How Architecture Reduces Risk
The Traditional Model
cPanel and Plesk run many operations as root because they need to modify system configurations (Apache/Nginx configs, DNS zones, mail configs, user accounts). When a vulnerability exists in code running as root, the escalation path is direct.
Panelica Five-Layer Isolation
Panelica provides container-native deployment and strict resource isolation through five distinct layers:
- Layer 1: Cgroups v2 — Each user operates within a cgroup slice that limits CPU, memory, IO, and process count. Even if code is compromised, resource consumption is bounded
- Layer 2: Linux Namespaces — PID and mount namespaces create isolated views of the system. A compromised process cannot see other users processes or mount points
- Layer 3: SSH Chroot — SSH and SFTP access is jailed to the users directory. Shell access cannot navigate beyond the chroot boundary
- Layer 4: PHP-FPM Pools — Per-user, per-version PHP-FPM processes run with open_basedir restrictions and disabled dangerous functions.
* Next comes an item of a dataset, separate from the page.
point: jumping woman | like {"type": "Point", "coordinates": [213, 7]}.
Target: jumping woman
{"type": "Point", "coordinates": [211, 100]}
PHP code cannot access files outside the users scope
- Layer 5: Unix Permissions — Home directories are set to 700. File operations use the UserContextService which writes files as the target user through a secure temp-then-chown pattern, never running user-initiated file operations directly as root
Reduced Root Exposure
Panelica Go backend runs as a single compiled binary. Configuration generation uses template-based approaches that validate input before writing. The UserContextService pattern separates privileged operations (writing system configs) from user-scoped operations (writing user files), reducing the code paths that run with elevated privileges.
What This Means Practically
No panel can guarantee zero vulnerabilities. Panelica will likely have security issues discovered as it matures. The architectural advantage is that the five-layer isolation limits what a vulnerability can achieve:
- A compromised PHP process is contained within its cgroup slice and open_basedir
- A namespace escape would still face cgroup and Unix permission barriers
- A chroot breakout would encounter namespace and cgroup isolation
- Multiple layers must be bypassed simultaneously for full escalation
Practical Security Recommendations
Regardless of which panel you use:
- Apply security patches immediately when released
- Monitor CVE databases for your panel version
- Enable automatic updates for security releases
- Use the principle of least privilege for all user accounts
- Enable two-factor authentication for panel access
- Regular security audits of server configuration
Conclusion
Plesk and cPanel both have documented histories of privilege escalation vulnerabilities. This is expected for complex panels with years of development. The difference in modern panels is architectural: defense in depth means that a single vulnerability does not equal total compromise. Panelica empowers sysadmins with RBAC and automated security tools, with five isolation layers designed so that no single breach grants unrestricted access. Security is not about being invulnerable — it is about limiting the damage when vulnerabilities inevitably appear.